We could all dial it back now, and leave so much space in the music for different things to happen, and really just listen, and underplay, and see where the music takes us. It’s so much more groove-based. There’s so much new, young blood happening with the Outcome now. And as soon as the band changed, the whole audience changed, and the crowds at the residency grew to the biggest yet, and it really helped both the band and CPG itself, because they were having some real troubles coming out of the pandemic. I feel good about that, because CPG always believed in us, and they took a chance with us by bringing us back during a really tough time. We really helped each other. I’m blessed that people believed in the vision of this band, not only the other musicians, but the city itself. 

At this point, the Outcome really does stand out on the local scene, because you’re playing a completely unique set of improvised music every time, and yet, it sounds to the listener like you’ve rehearsed all this, or even written it all out. 

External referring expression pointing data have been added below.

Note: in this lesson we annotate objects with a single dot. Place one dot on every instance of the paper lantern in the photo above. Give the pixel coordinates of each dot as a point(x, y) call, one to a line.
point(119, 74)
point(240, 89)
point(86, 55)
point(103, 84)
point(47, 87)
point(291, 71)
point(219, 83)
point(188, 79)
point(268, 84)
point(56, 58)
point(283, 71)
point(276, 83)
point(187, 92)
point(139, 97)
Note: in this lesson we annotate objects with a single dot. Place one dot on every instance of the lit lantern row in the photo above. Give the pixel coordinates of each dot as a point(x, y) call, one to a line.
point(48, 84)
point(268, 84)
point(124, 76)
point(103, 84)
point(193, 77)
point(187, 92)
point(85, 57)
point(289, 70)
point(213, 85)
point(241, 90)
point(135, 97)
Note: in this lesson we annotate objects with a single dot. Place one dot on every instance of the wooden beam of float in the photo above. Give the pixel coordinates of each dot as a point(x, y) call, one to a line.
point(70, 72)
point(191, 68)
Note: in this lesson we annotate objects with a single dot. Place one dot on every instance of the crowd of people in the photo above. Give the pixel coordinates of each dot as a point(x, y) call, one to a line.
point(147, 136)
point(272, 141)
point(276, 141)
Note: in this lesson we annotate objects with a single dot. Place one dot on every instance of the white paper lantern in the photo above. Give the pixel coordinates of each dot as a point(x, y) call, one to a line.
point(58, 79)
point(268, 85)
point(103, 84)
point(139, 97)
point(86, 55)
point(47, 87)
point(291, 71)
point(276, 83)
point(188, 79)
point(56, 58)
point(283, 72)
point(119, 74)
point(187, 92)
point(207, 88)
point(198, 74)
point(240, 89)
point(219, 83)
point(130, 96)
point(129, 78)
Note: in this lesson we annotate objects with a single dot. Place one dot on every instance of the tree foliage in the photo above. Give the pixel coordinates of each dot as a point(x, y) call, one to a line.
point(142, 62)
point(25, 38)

It’s true. People will come up to me and say, ‘Man, you guys must rehearse all the time to get this tight.’ And the truth is, we don’t rehearse at all. It’s fresh and new every time. 

Even though it doesn’t really resemble anything else, I do feel that what you’re doing is very Buffalo, in the sense that you’re playing and directing the band in a way that proves you have the courage of your convictions. And you have a band that represents both the personal and musical diversity of the city and the region. 

I do think it should be a Buffalo thing, to do what this band has done – to take that risk, and to say ‘We’re gonna play what we’re gonna play on our own terms, and if you like it, fine, and if you don’t, that’s fine, too’. 

And when musicians are coming through – and I’m talking top dogs, people from here who have gone off and toured the world, and they come back and see what we’re up to and say, ‘Yeah, this is what it should be here’ – man, that’s better than a paycheck to me, because it means we are really getting somewhere. We’re doing our part to make it clear just what’s capable of happening here. 

Catch the Damone Jackson Outcome every Tuesday at Central Park Grill (2519 Main St.), beginning at 7 p.m.